The strongest aspect of Scoop lies in its robust female characters, almost becoming a separate entity within the story. Rufus Sewell’s performance as the awkward yet impeccably concealing Prince Andrew is notable. Billie Piper’s character, almost insufferable in her persistence, is equally impressive. The film showcases determined female characters on both the “light” and “dark” sides of power. Keeley Hawes also plays a mysterious, ambiguous role, shaping Andrew’s image while acknowledging his flaws. Martin’s film offers a glimpse into the work of modern PR professionals, turning even the most scandalous figure into a charismatic leader. Unfortunately, the film’s imagery remains within the boundaries of predictability, lacking tension that would keep the audience engaged. Even a short tea break won’t disrupt the narrative, as the film fails to leave a lasting impression or incite curiosity about the royal family’s concealed issues.

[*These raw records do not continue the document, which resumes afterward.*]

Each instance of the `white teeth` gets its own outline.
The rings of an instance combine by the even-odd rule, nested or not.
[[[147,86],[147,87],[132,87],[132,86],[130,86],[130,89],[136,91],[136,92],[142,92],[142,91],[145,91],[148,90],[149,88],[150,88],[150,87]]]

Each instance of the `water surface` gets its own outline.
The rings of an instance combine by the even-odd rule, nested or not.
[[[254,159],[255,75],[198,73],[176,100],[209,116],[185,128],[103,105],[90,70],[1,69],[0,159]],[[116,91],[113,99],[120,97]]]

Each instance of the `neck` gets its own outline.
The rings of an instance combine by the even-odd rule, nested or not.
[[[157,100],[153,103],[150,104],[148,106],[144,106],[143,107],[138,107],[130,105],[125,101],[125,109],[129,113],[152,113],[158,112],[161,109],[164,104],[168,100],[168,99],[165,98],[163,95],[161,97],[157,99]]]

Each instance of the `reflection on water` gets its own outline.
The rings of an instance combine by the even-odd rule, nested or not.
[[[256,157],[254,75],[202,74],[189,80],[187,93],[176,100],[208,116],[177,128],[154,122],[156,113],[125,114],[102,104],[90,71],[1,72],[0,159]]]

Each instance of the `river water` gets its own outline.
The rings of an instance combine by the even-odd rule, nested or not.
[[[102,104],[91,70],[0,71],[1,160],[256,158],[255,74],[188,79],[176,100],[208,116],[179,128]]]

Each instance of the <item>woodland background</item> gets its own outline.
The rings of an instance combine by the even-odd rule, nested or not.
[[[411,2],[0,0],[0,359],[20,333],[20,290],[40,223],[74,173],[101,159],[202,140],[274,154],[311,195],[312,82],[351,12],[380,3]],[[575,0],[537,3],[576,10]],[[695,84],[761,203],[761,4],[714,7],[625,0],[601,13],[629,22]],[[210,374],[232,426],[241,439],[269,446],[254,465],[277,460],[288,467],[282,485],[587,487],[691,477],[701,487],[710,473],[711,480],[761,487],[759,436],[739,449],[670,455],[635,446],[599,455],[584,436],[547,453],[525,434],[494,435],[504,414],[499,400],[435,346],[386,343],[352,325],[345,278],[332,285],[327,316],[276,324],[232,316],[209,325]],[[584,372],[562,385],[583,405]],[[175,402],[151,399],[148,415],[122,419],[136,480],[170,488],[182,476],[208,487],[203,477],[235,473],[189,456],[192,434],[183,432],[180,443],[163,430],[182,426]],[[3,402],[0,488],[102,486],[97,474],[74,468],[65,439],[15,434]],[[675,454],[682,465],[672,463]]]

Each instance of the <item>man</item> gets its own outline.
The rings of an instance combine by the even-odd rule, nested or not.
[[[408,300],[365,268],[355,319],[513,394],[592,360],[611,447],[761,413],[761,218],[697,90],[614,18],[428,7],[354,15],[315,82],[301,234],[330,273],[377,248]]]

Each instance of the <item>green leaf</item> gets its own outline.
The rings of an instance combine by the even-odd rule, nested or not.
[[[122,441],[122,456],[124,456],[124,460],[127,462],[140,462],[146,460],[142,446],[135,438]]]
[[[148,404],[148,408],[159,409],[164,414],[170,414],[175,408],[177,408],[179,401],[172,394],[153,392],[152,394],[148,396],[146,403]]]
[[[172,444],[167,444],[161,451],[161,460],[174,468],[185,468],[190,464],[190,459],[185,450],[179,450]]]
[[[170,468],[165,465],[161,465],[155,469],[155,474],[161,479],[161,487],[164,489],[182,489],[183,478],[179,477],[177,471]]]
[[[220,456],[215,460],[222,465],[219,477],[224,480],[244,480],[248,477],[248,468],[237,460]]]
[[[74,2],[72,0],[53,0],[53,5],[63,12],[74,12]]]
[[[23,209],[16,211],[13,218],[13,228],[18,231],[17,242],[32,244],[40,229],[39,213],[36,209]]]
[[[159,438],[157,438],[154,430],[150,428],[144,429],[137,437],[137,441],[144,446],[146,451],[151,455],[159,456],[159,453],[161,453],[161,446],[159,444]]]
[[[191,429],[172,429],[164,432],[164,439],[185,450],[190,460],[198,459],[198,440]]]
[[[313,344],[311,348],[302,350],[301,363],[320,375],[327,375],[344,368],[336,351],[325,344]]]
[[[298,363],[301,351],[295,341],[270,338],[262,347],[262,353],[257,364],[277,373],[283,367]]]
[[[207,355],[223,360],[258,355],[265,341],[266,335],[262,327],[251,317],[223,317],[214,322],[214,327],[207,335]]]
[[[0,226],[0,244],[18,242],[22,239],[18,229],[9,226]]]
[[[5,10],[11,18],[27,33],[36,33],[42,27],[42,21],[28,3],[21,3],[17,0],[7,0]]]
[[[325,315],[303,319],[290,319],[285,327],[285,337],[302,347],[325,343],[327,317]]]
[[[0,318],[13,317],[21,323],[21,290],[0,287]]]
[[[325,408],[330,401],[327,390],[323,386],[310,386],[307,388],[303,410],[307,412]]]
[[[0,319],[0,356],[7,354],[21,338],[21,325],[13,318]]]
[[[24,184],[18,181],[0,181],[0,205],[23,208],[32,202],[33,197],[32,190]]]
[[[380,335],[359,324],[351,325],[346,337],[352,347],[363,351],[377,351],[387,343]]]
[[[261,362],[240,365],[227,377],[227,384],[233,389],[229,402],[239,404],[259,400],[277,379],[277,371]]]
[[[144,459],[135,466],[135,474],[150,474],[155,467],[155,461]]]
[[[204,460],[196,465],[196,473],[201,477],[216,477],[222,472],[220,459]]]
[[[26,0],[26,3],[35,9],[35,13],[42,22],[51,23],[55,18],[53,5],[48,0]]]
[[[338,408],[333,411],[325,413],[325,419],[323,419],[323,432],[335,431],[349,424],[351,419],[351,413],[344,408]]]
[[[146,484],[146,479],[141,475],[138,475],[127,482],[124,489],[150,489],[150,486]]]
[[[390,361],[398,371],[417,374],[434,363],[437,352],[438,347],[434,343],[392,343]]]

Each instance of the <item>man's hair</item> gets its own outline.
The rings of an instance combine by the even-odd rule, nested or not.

Will Scoop broaden your understanding of the British royal family’s functioning and clever problem concealment? Certainly not by revealing new, unknown facts or sparking in-depth dialogues with its dense dialogue and action-deprived plot. Nevertheless, it surprises with a few stellar performances and offers a glimpse into the workshop of contemporary journalism. Media emerges as a critical player – authentically depicted without embellishment. Ultimately, Scoop falls short of delivering the powerful impact it could have had, given the weight of the events it portrays.

Mary Kosiarz

Mary Kosiarz

Far from keeping her feet firmly on the ground, she has sold her artistic soul to books and cinematography. Fascinated by Meryl Streep and an avid fan of unconventional film endings. In her free time, she educates about mental health and recommends her favorite books and screens.